Politicians are often “wrong-footed by demand” when they try to set goals such as increasing the number of graduates studying science, technology, maths and engineering.
That is the view of the president of the Royal Historical Society, who will this week analyse the strange stop-start rise in participation rates that has transformed British higher education since the war.
In his role at the RHS, Peter Mandler, professor of modern cultural history at the University of Cambridge, is required to deliver four linked annual addresses and to contribute to policy debates on themes such as the teaching of history and the funding of higher education.
He also believes that “the archives of the Ministry of Education are among the most neglected – it’s shocking how little historians and therefore the public know”, leading many to fall back on “myths of golden ages of meritocracy” such as those found in the play and film The History Boys.
To bring all these concerns together, Professor Mandler decided to deliver his presidential lectures on the subject of Britain’s post-war transition to mass education. The second lecture in his Educating the Nation series, which will be given in London on 28 November, will focus on universities.

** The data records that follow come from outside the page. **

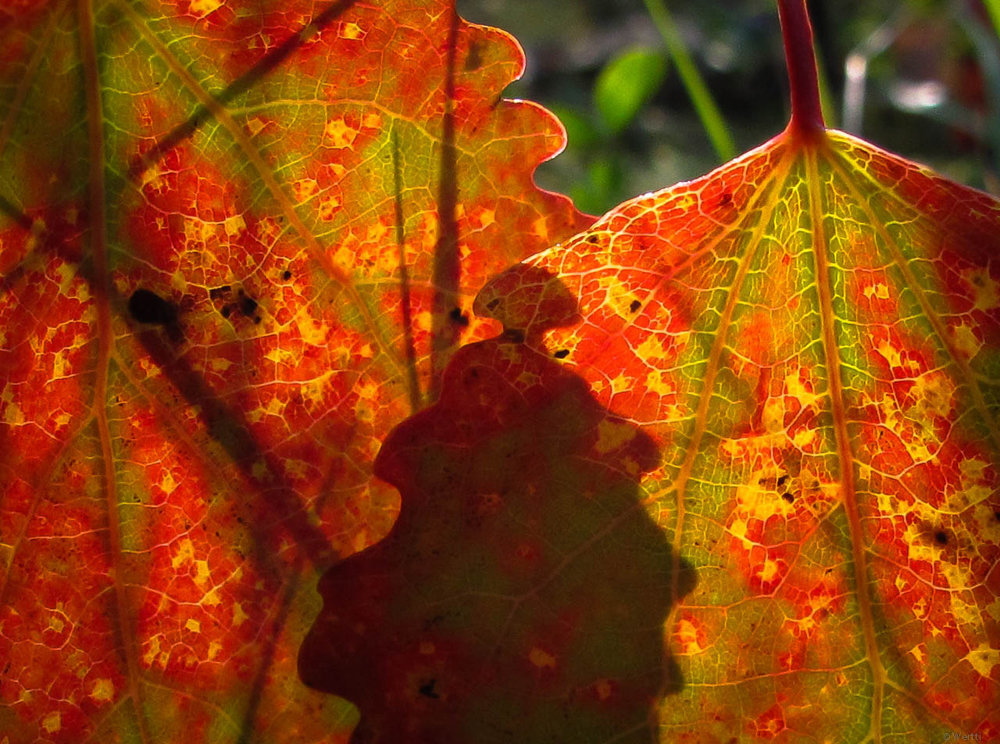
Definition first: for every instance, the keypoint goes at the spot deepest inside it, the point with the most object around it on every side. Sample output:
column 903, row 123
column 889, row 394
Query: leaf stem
column 704, row 104
column 807, row 110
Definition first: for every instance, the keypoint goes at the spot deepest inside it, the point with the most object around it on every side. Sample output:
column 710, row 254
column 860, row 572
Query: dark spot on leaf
column 474, row 59
column 148, row 307
column 247, row 304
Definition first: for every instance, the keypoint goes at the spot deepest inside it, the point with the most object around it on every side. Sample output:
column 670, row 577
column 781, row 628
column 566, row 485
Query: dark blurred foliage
column 931, row 85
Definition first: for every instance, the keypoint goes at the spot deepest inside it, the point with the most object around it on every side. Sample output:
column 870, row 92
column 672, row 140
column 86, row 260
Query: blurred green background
column 924, row 82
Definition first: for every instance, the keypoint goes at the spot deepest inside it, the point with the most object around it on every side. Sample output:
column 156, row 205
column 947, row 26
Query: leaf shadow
column 521, row 595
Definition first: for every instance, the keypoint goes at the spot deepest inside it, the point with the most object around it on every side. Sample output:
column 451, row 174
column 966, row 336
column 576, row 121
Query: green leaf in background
column 626, row 83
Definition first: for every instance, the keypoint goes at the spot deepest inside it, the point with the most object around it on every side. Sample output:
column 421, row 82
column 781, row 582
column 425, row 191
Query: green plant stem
column 704, row 104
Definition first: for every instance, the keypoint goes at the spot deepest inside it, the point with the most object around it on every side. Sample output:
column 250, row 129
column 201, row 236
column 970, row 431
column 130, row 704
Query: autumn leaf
column 239, row 241
column 809, row 338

This starts at the end of the Second World War, at a time when less than 3 per cent of the relevant age cohort went on to university. With the possible exception of the annual Oxford-Cambridge Boat Race, “higher education did not figure prominently in the consciousness either of the nation or even of politicians” (only one inter-war prime minister was university educated). What debate there was focused “not on quantity but on quality – the right kind of graduates rather than the right numbers”, with familiar calls for more graduates in what are now called STEM subjects.

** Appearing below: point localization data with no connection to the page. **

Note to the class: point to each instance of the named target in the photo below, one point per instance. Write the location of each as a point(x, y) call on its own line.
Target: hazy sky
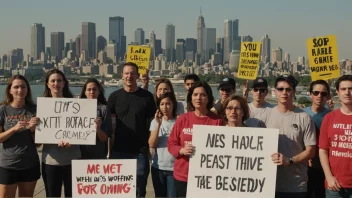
point(287, 22)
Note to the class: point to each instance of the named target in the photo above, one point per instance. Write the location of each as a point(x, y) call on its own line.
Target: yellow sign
point(139, 55)
point(249, 60)
point(323, 58)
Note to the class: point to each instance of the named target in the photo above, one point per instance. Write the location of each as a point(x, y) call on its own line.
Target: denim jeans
point(343, 193)
point(142, 169)
point(163, 182)
point(290, 195)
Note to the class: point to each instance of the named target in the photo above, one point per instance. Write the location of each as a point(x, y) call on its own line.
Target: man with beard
point(297, 140)
point(335, 143)
point(134, 108)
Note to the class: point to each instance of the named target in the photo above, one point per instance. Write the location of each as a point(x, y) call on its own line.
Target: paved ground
point(40, 191)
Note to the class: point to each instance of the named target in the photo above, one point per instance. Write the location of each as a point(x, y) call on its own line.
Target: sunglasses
point(226, 90)
point(260, 90)
point(281, 89)
point(322, 93)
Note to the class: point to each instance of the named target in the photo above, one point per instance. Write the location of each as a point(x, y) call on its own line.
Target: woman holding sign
point(162, 86)
point(163, 161)
point(199, 101)
point(19, 161)
point(56, 159)
point(235, 113)
point(92, 89)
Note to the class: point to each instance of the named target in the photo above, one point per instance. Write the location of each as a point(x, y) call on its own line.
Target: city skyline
point(288, 25)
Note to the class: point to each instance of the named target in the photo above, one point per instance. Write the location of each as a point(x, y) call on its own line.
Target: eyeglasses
point(234, 108)
point(260, 90)
point(322, 93)
point(226, 90)
point(281, 89)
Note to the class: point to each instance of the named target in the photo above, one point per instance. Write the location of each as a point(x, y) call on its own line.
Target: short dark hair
point(172, 97)
point(243, 103)
point(191, 77)
point(207, 89)
point(101, 98)
point(319, 82)
point(66, 92)
point(131, 64)
point(342, 78)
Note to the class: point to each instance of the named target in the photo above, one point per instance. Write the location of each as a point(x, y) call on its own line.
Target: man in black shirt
point(134, 108)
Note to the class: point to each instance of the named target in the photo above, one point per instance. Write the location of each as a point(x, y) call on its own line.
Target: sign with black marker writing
point(323, 58)
point(232, 162)
point(67, 119)
point(104, 178)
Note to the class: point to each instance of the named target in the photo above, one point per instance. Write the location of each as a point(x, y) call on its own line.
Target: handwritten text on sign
point(249, 60)
point(139, 55)
point(323, 58)
point(68, 119)
point(232, 162)
point(104, 178)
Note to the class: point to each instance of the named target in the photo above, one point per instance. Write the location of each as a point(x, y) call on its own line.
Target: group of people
point(315, 143)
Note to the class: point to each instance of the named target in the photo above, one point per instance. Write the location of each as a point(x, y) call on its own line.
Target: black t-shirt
point(134, 112)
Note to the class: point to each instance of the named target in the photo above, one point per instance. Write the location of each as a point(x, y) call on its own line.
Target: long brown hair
point(158, 82)
point(9, 97)
point(244, 107)
point(66, 92)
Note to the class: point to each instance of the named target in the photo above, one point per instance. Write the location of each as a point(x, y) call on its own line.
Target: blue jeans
point(163, 182)
point(343, 193)
point(142, 169)
point(290, 195)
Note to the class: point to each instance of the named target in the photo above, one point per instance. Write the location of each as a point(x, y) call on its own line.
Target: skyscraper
point(200, 37)
point(265, 51)
point(57, 45)
point(247, 38)
point(230, 36)
point(88, 39)
point(210, 43)
point(101, 43)
point(287, 57)
point(170, 42)
point(152, 39)
point(139, 36)
point(78, 46)
point(117, 34)
point(37, 40)
point(277, 55)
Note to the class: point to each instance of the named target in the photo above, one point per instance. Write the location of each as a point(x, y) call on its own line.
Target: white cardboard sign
point(104, 178)
point(232, 162)
point(67, 119)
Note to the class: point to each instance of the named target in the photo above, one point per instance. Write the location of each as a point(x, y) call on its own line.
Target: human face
point(162, 88)
point(345, 92)
point(199, 98)
point(166, 106)
point(130, 76)
point(284, 93)
point(225, 92)
point(259, 93)
point(18, 89)
point(92, 91)
point(234, 112)
point(188, 84)
point(319, 100)
point(56, 84)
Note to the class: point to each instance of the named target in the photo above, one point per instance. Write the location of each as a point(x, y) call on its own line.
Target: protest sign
point(232, 162)
point(323, 58)
point(67, 119)
point(104, 178)
point(139, 55)
point(249, 60)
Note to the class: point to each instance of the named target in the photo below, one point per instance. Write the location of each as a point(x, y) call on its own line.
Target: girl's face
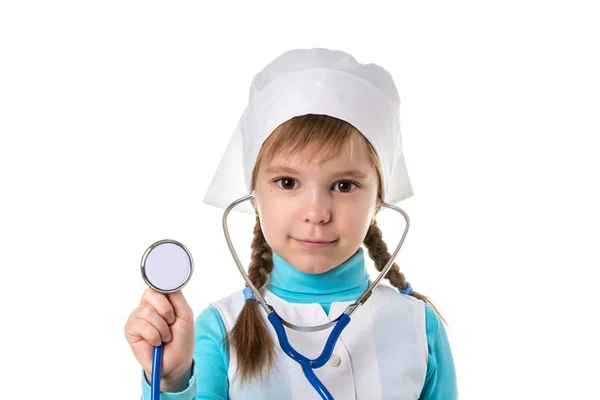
point(302, 202)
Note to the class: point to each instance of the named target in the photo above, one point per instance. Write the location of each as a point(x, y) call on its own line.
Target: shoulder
point(432, 320)
point(228, 308)
point(391, 294)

The turning point, Professor Mandler will continue, came with the Robbins report of 1963. This stressed that “demand was to be the prime mover of higher education planning” and assumed that “demand would grow steadily (or perhaps more than steadily) for at least 20 and probably 60 years”.
In the event, the “escalator” took off even faster than Lord Robbins had predicted. Although the broad upward trend has continued, it has been a far from steady progress, and most of the lecture is devoted to “two great mysteries”: why “the Robbins escalator just stopped, dead” around 1972 and “why it started back up again, equally suddenly, almost two decades later”.
Asked about the implications for today and whether he believes that “the Robbins escalator” is likely to continue its ascent, Professor Mandler responds that it is not a historian’s job to guess what the future holds.
What his research suggests, however, is that politicians are also working in the dark: “They’ve been saying we need more STEM students since the 1940s, though there’s been a decline since around 1962…When politicians set goals of this kind, they tend to be wrong-footed by demand – they tend to get things wrong.”
If we want one interesting straw in the wind about likely future demand for higher education, however, Professor Mandler cites “the remarkable statistic that today over 95 per cent of mothers with primary-age children expect their children to go to university”.